Things going wrong in my life right now:
I've finally made a decision about shit in my life and am prepared to follow through. I just DON'T KNOW HOW. I really wish that I was less awkward. Or at least that I was awkward enough that I didn't care how awkward I was being. Maybe it's not awkward and I'm just making too big of a deal over it? Anyway. I just want this to work out well. Want want want.
Housing for next year - one roommate and I found the perfect place, but the other two are taking some convincing. I know that we probably seem silly for jumping at practically the first place we look at, but it really is pretty perfect. Like, really, actually. Want want want. I think they might be sorta kinda starting to come around to it? Hopefully we can convince them sooooon.

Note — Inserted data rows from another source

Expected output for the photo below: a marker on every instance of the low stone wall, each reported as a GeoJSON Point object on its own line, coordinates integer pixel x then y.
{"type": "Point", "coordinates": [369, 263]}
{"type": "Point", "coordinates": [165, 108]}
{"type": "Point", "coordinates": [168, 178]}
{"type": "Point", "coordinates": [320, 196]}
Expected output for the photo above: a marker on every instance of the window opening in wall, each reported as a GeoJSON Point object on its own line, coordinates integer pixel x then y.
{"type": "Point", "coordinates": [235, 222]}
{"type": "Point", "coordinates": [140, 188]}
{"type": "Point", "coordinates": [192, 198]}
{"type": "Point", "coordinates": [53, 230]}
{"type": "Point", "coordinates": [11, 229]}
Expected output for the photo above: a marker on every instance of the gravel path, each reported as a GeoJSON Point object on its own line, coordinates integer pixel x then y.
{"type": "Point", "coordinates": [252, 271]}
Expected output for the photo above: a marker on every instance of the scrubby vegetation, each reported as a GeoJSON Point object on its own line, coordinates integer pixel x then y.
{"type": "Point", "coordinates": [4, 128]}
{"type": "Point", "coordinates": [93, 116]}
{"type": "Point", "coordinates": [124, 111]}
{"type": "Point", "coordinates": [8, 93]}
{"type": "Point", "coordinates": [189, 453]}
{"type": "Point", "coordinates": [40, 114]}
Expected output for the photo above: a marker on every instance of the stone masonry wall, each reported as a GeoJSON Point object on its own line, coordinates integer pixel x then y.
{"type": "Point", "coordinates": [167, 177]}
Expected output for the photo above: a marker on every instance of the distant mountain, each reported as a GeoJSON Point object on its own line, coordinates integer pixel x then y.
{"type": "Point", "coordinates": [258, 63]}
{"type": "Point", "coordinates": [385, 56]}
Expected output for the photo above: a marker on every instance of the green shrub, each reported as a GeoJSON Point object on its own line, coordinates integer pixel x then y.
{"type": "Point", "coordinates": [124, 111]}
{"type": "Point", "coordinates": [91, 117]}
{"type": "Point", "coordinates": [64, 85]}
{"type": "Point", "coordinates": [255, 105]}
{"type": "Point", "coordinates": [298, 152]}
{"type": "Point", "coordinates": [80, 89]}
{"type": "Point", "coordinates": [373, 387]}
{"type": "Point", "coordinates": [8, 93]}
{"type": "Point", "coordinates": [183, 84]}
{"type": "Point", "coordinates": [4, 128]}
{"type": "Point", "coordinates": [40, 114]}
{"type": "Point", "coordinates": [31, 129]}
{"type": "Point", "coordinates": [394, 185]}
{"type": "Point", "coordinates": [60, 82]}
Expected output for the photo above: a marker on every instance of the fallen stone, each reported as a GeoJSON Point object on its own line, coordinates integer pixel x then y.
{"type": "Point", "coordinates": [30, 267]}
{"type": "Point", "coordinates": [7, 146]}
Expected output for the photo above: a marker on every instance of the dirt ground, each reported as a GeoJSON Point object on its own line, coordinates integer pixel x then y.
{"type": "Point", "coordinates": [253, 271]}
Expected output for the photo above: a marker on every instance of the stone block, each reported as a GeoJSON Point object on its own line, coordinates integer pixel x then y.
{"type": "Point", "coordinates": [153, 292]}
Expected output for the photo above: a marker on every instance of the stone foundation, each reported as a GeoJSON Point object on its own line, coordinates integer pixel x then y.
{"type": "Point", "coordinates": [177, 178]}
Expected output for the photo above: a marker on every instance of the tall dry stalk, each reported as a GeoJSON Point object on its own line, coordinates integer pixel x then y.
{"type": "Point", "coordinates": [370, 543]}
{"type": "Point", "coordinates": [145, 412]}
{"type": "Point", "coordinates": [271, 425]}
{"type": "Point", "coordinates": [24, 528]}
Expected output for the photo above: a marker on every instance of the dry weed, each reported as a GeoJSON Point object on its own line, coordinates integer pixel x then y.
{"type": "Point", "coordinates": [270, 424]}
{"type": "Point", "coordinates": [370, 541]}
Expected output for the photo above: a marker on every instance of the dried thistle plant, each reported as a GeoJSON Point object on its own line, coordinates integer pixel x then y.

My brother might not make it home for Christmas. He's supposed to be coming home Sunday night, but there's a few massive storms moving into the area, and a whole bunch of flights are getting cancelled, and this close to Christmas, rescheduling propbably wouldn't go so well. This on its own is pretty sucky. Furthermore, he and I were going to get a joint gift for my parents, but he was going to deal with it because he knows about that kind of thing; I was just contributing money. But he wasn't going to pick it up until he got him, so if he doesn't come home, my parents have no gift. So I need to decide whether to get them something different or hope for him to come through. And since I'm going tomorrow to do the rest of my Christmas shopping... I need to decide by then. Agghhh.
Two of my marks still aren't online! So frustrating. So so so frustrating. I mean, yeahhh, I got the two I was most worried about already (did better than expected in both! I must be damn good at guessing for COMM 1010, and my Bentham paper must have been much better than I thought it was...) But still. I want these two as well. Want want want.
I'm supposed to be writing a play, and I'm not! I want want want more time and more motivation... sigh.
Things going right in my life right now:
I just hosted a Christmas party with my friends... I think it was a success. Everyone seemed fairly happy, anyway. I, for one, am pleased. :D
...yeah, that's really short, but it's actually good enough to make up for everything else. It's just easier to whine than to praise, I suppose. But trust me, I am a happy camper. Just an extraordinarily whiny one.